We are having issues with our SQL Server cluster failover instance. here is what is happening.
When cluster fails (manually or automatically) and ownership goes to secondary node, i see SQL Server service in "Running" state (on secondary node), SQL Agent stays as it is in stopped state, at the same time I see SQL Server resource in WSFC shows as "online pending" (on second node), it takes a long time in this state. Then it fails and all resources fails back to primary node.
After failing back to primary node WSFC shows SQL Server resource as "online pending" when i go to services i see "SQL server" service is in running state but SQL Agent stays in stopped state. It stays in "online pending" state for a long time just like it does in first failover and then SQL Server resource in WSFC goes into "failed" state.
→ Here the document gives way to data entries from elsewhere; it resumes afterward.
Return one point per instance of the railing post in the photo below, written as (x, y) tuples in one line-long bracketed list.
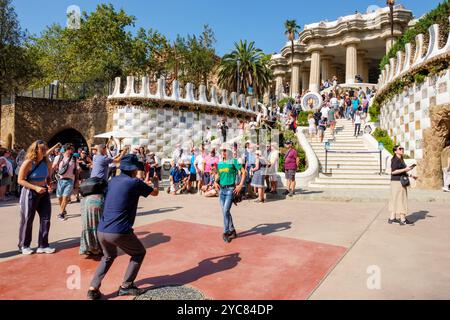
[(381, 164)]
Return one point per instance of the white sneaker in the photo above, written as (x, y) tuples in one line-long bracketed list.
[(27, 250), (46, 250)]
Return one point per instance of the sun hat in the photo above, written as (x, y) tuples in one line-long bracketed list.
[(130, 162)]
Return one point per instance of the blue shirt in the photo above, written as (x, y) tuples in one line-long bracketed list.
[(177, 174), (192, 168), (121, 204), (100, 168)]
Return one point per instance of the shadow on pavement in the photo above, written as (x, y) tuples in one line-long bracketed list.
[(159, 211), (266, 228), (58, 245), (205, 268), (419, 215)]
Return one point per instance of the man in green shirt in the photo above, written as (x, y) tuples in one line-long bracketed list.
[(225, 180)]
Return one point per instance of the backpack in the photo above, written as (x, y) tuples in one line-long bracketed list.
[(65, 167), (93, 186)]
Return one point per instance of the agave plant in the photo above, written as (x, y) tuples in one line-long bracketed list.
[(291, 29), (254, 70)]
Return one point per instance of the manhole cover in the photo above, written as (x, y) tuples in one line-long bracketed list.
[(175, 292)]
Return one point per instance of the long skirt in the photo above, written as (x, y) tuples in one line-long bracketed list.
[(91, 212), (399, 198)]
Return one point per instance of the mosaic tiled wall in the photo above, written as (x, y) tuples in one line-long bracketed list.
[(163, 128), (407, 114)]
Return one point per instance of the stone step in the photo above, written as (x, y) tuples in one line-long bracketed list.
[(347, 186), (350, 164), (343, 176), (352, 182)]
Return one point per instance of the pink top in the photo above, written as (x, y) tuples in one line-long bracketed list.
[(209, 162)]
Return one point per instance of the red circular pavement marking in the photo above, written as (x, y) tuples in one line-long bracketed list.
[(255, 266)]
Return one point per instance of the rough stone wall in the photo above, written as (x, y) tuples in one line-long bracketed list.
[(30, 119), (429, 169)]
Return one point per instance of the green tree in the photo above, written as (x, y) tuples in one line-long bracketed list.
[(291, 29), (99, 50), (254, 69), (17, 64), (193, 58)]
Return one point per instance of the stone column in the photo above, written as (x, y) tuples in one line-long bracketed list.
[(295, 79), (314, 77), (351, 64), (389, 43), (326, 67), (365, 71), (305, 79), (360, 71)]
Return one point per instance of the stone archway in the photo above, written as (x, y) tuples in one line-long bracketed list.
[(429, 168), (69, 135)]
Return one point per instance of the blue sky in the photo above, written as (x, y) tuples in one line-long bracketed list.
[(260, 21)]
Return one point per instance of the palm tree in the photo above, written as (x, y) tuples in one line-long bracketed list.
[(291, 29), (253, 70)]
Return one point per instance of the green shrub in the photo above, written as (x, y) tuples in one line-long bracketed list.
[(382, 136), (437, 16)]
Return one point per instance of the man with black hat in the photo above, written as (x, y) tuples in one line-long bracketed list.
[(115, 229), (225, 181), (290, 168)]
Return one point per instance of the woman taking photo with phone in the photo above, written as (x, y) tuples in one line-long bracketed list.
[(34, 177), (399, 184)]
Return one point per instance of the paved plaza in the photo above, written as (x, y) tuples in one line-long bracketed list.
[(286, 249)]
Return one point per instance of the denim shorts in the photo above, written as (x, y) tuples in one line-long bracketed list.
[(64, 188)]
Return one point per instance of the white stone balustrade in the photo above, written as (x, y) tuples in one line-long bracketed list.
[(241, 103), (404, 61)]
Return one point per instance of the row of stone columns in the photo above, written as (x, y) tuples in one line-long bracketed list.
[(303, 78)]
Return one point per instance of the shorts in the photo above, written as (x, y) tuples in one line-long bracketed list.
[(64, 188), (206, 178), (5, 181), (175, 187), (290, 174)]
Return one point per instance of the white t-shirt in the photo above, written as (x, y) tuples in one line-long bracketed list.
[(357, 118), (70, 170), (199, 161)]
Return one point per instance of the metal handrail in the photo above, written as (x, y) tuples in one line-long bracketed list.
[(354, 152)]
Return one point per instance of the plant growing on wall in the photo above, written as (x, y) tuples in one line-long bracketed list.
[(437, 16)]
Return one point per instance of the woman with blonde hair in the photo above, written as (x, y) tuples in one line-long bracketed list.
[(399, 184), (34, 177)]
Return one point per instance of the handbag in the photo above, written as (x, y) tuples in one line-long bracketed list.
[(93, 186), (404, 180)]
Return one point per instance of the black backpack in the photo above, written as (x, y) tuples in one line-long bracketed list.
[(93, 186)]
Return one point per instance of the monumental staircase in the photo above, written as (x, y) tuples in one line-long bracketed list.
[(348, 170)]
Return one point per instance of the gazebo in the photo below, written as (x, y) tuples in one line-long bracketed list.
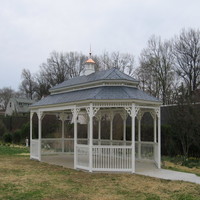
[(90, 99)]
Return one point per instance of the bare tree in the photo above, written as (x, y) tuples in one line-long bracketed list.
[(156, 68), (186, 50), (5, 94), (42, 85), (28, 85)]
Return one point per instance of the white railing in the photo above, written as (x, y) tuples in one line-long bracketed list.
[(82, 156), (156, 153), (34, 149), (147, 150), (111, 142), (57, 145), (111, 158)]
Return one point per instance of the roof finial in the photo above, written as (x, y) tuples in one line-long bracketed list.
[(90, 53)]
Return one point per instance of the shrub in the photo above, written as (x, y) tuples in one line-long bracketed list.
[(17, 137), (7, 137), (2, 129)]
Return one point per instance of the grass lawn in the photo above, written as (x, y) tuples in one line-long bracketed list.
[(22, 178)]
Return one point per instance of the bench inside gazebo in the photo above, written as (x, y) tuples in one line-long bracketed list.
[(97, 120)]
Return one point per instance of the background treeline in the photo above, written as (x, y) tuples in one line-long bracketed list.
[(163, 68)]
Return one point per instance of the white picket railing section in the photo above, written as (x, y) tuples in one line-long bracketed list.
[(57, 145), (34, 149), (111, 158), (82, 156), (107, 155)]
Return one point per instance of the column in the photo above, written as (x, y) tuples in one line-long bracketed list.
[(139, 137), (133, 114), (63, 131), (111, 127), (39, 134), (75, 114), (31, 132), (99, 130), (159, 138), (90, 136), (155, 137), (124, 128)]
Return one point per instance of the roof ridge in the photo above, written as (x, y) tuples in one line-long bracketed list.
[(100, 89), (111, 70), (123, 88), (124, 74)]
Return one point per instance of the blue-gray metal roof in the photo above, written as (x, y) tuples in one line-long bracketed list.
[(110, 74), (98, 93)]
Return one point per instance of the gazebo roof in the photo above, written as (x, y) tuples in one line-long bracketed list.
[(110, 74), (103, 85), (98, 93)]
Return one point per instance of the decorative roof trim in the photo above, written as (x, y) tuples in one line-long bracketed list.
[(95, 84), (63, 106)]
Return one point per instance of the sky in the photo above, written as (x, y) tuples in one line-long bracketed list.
[(31, 29)]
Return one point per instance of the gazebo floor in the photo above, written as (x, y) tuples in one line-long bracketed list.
[(146, 168), (67, 161)]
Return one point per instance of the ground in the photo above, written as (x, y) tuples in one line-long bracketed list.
[(22, 178)]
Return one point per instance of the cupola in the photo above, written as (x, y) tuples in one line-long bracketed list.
[(89, 66)]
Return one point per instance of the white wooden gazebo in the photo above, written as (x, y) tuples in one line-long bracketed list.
[(90, 98)]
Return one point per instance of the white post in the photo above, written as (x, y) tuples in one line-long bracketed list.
[(90, 136), (159, 139), (139, 137), (155, 138), (111, 127), (31, 132), (39, 134), (99, 131), (88, 130), (124, 129), (63, 131), (133, 114), (75, 114)]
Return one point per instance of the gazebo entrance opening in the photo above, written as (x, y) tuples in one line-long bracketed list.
[(98, 136)]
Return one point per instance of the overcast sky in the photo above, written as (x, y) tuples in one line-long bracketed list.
[(31, 29)]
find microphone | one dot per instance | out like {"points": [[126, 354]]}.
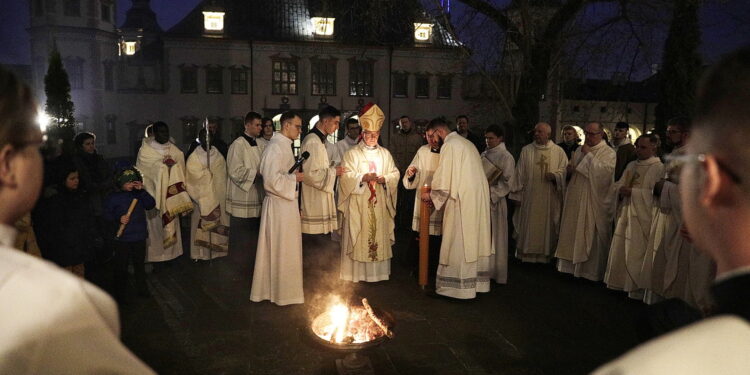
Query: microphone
{"points": [[301, 159]]}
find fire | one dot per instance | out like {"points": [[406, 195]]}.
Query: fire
{"points": [[342, 324]]}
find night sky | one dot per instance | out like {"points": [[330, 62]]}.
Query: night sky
{"points": [[725, 24]]}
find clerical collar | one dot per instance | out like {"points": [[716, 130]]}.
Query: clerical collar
{"points": [[250, 140], [320, 134]]}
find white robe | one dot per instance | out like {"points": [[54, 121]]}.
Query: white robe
{"points": [[586, 225], [278, 260], [208, 191], [54, 322], [537, 219], [630, 240], [368, 229], [426, 162], [244, 183], [155, 173], [460, 187], [318, 203]]}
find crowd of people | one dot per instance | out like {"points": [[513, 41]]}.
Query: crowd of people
{"points": [[657, 226]]}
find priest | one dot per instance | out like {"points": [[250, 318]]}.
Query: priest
{"points": [[278, 260], [460, 188], [163, 168], [627, 254], [586, 225], [538, 187], [206, 183], [367, 200], [499, 168]]}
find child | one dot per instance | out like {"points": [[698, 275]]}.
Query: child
{"points": [[132, 243]]}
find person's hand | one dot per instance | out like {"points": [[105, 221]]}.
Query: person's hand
{"points": [[341, 170], [411, 171]]}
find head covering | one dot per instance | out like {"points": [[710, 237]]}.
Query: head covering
{"points": [[371, 117], [129, 174]]}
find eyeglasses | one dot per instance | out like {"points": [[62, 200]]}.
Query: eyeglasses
{"points": [[676, 162]]}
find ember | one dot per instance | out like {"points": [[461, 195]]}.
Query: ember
{"points": [[342, 324]]}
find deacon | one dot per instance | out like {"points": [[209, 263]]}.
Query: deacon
{"points": [[367, 199], [163, 168], [318, 203], [635, 189], [499, 168], [244, 184], [278, 261], [586, 225], [206, 183], [460, 187], [539, 187]]}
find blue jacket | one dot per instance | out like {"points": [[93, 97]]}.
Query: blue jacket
{"points": [[117, 204]]}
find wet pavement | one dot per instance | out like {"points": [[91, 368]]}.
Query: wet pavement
{"points": [[199, 320]]}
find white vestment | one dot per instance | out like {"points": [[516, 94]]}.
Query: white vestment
{"points": [[318, 203], [426, 162], [537, 219], [167, 186], [208, 189], [586, 225], [503, 165], [460, 188], [713, 346], [278, 260], [244, 183], [54, 322], [633, 225], [368, 210]]}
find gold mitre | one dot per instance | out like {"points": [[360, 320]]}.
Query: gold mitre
{"points": [[371, 118]]}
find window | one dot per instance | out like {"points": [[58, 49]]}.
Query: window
{"points": [[106, 13], [445, 87], [109, 77], [214, 80], [400, 85], [284, 77], [72, 8], [324, 77], [422, 86], [188, 80], [239, 80], [111, 130], [360, 78]]}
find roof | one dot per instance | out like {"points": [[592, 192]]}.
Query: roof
{"points": [[357, 21]]}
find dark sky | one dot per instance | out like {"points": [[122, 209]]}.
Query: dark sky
{"points": [[725, 24]]}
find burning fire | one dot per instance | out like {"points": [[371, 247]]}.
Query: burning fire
{"points": [[342, 324]]}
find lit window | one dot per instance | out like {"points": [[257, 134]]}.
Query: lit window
{"points": [[213, 21], [423, 32], [323, 26]]}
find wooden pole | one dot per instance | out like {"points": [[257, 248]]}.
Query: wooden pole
{"points": [[130, 211], [424, 238]]}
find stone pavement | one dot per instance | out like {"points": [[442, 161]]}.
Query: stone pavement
{"points": [[200, 320]]}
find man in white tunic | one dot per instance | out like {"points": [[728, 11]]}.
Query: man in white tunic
{"points": [[586, 225], [318, 203], [206, 183], [244, 184], [163, 168], [278, 260], [636, 208], [367, 200], [539, 188], [460, 187], [499, 167]]}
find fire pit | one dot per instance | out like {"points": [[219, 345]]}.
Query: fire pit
{"points": [[350, 329]]}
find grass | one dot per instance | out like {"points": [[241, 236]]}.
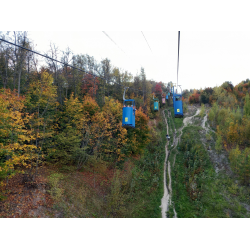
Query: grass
{"points": [[198, 192], [135, 193]]}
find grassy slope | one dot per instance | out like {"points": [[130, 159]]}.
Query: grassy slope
{"points": [[133, 193], [217, 195]]}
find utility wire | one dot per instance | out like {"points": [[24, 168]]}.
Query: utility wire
{"points": [[118, 46], [63, 63], [178, 56], [113, 41], [146, 41]]}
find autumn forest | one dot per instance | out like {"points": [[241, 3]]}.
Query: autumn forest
{"points": [[62, 140]]}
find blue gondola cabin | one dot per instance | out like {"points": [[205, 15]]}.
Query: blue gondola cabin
{"points": [[178, 106], [128, 114], [156, 106]]}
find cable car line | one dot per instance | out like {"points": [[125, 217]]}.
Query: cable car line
{"points": [[65, 64], [113, 41], [146, 41], [178, 55]]}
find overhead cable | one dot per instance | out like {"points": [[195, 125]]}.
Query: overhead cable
{"points": [[146, 41], [63, 63]]}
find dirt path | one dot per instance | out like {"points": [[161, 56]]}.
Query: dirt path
{"points": [[166, 199]]}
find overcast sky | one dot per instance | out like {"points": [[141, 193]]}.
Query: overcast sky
{"points": [[206, 58]]}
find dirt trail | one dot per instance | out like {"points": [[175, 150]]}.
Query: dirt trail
{"points": [[166, 199]]}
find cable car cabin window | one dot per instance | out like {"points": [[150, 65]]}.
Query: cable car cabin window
{"points": [[128, 113]]}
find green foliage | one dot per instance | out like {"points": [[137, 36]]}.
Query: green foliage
{"points": [[247, 105], [202, 112], [218, 144], [55, 188]]}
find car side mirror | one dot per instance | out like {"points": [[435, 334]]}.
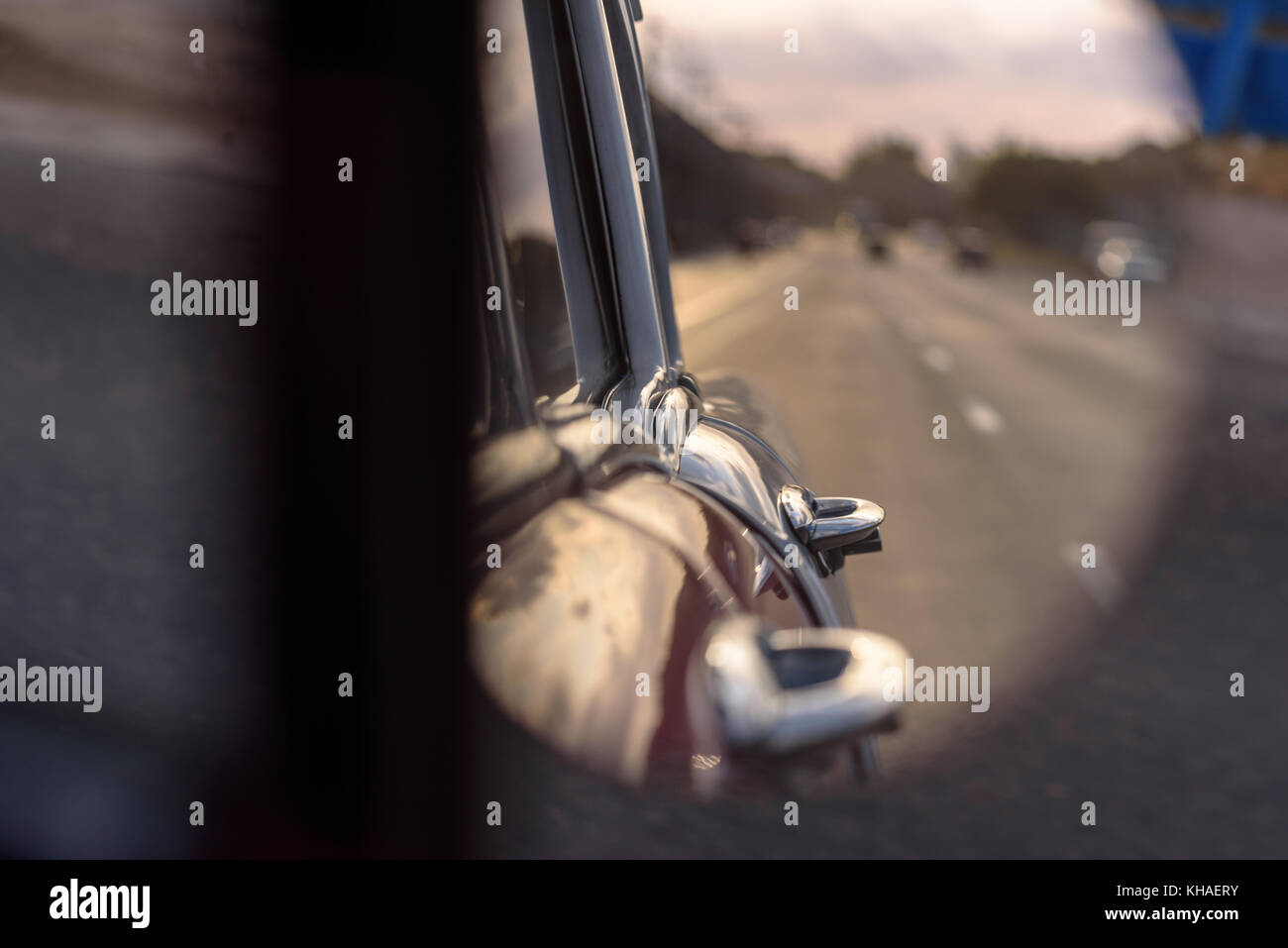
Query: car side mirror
{"points": [[789, 689]]}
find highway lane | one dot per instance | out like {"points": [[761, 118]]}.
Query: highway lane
{"points": [[1108, 685], [1060, 432]]}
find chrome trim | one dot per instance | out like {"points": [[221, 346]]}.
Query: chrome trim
{"points": [[642, 325]]}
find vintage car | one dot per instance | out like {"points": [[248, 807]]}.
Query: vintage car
{"points": [[656, 592]]}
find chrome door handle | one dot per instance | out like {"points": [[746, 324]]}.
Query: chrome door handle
{"points": [[848, 524]]}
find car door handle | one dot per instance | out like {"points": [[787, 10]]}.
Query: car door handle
{"points": [[848, 524]]}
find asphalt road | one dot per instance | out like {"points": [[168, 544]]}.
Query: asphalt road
{"points": [[1108, 685]]}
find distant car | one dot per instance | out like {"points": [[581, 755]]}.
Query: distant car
{"points": [[1120, 250], [750, 236], [971, 248], [927, 232], [782, 232], [613, 557]]}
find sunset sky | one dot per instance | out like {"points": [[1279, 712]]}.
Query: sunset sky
{"points": [[934, 71]]}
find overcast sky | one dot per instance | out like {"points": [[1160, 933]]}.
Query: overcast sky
{"points": [[935, 71]]}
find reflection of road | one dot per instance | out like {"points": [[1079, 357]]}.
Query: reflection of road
{"points": [[1109, 685]]}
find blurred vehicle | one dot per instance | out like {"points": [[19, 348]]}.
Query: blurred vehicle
{"points": [[971, 248], [1122, 252], [875, 237], [927, 232], [649, 600], [782, 232]]}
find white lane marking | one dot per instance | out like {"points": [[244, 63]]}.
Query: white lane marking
{"points": [[1103, 582], [983, 417], [936, 357], [715, 301]]}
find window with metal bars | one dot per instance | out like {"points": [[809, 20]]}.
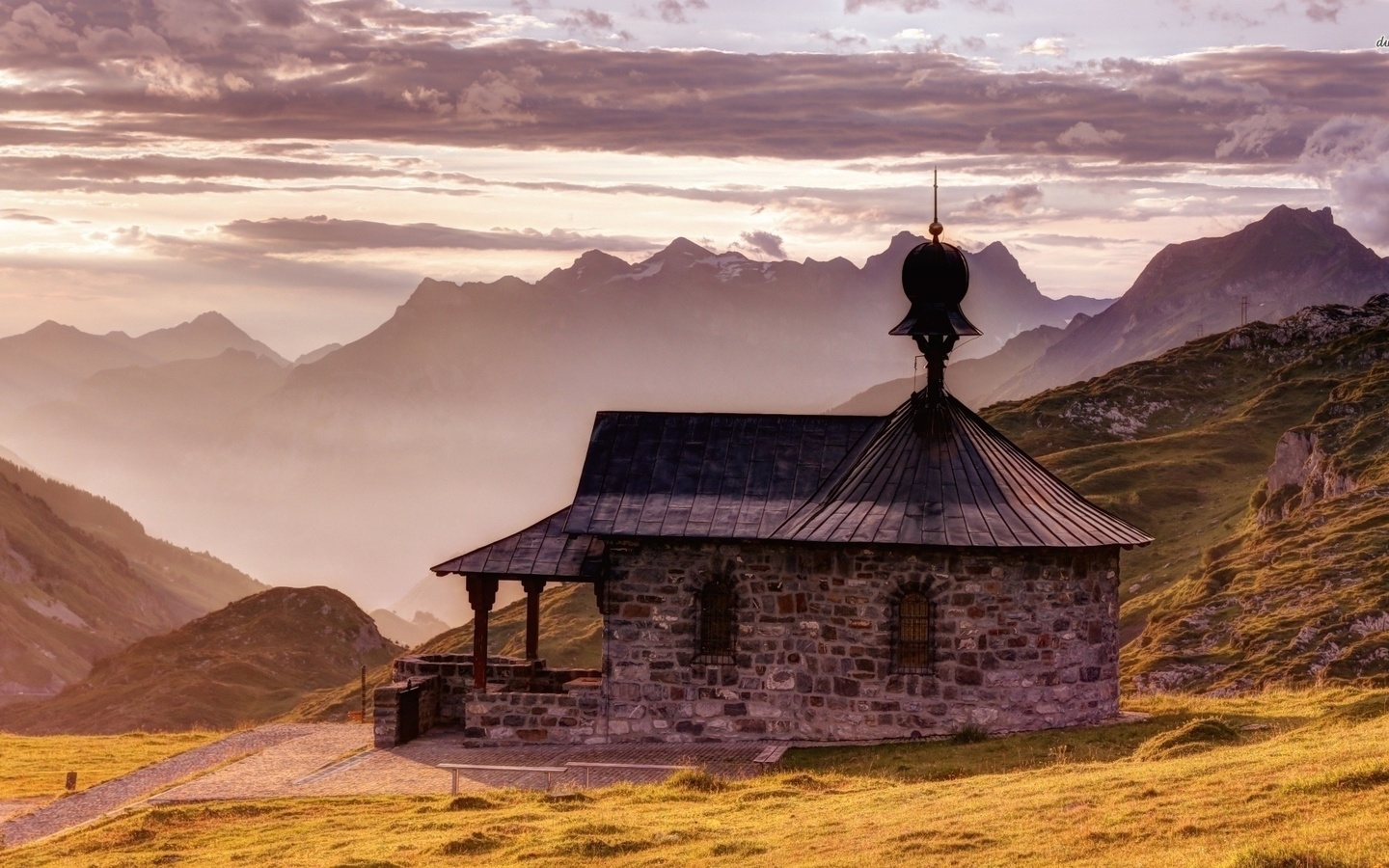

Then what i do is on the primary node, go to services bring SQL Server service online by starting it manually, SQL Server service comes back up in running state and then i try to bring SQL Server resource in WSFC online by right clicking on it. It shows online pending for some time and then it fails again.
Next what i do is, go to services again and bring SQL Server and SQL Agent both services online one after another, they successfully starts and goes in "running" state. Then i try to bring SQL Server cluster resource online, it comes back online alongwith "sql agent" cluster resource.
Can someone tell me what is going on, why is WSFC not able to bring SQL resources online automatically and only way to bring sql server cluster resource online is by manually starting both sql server and sql server agent services manually and then manually bring cluster resource online.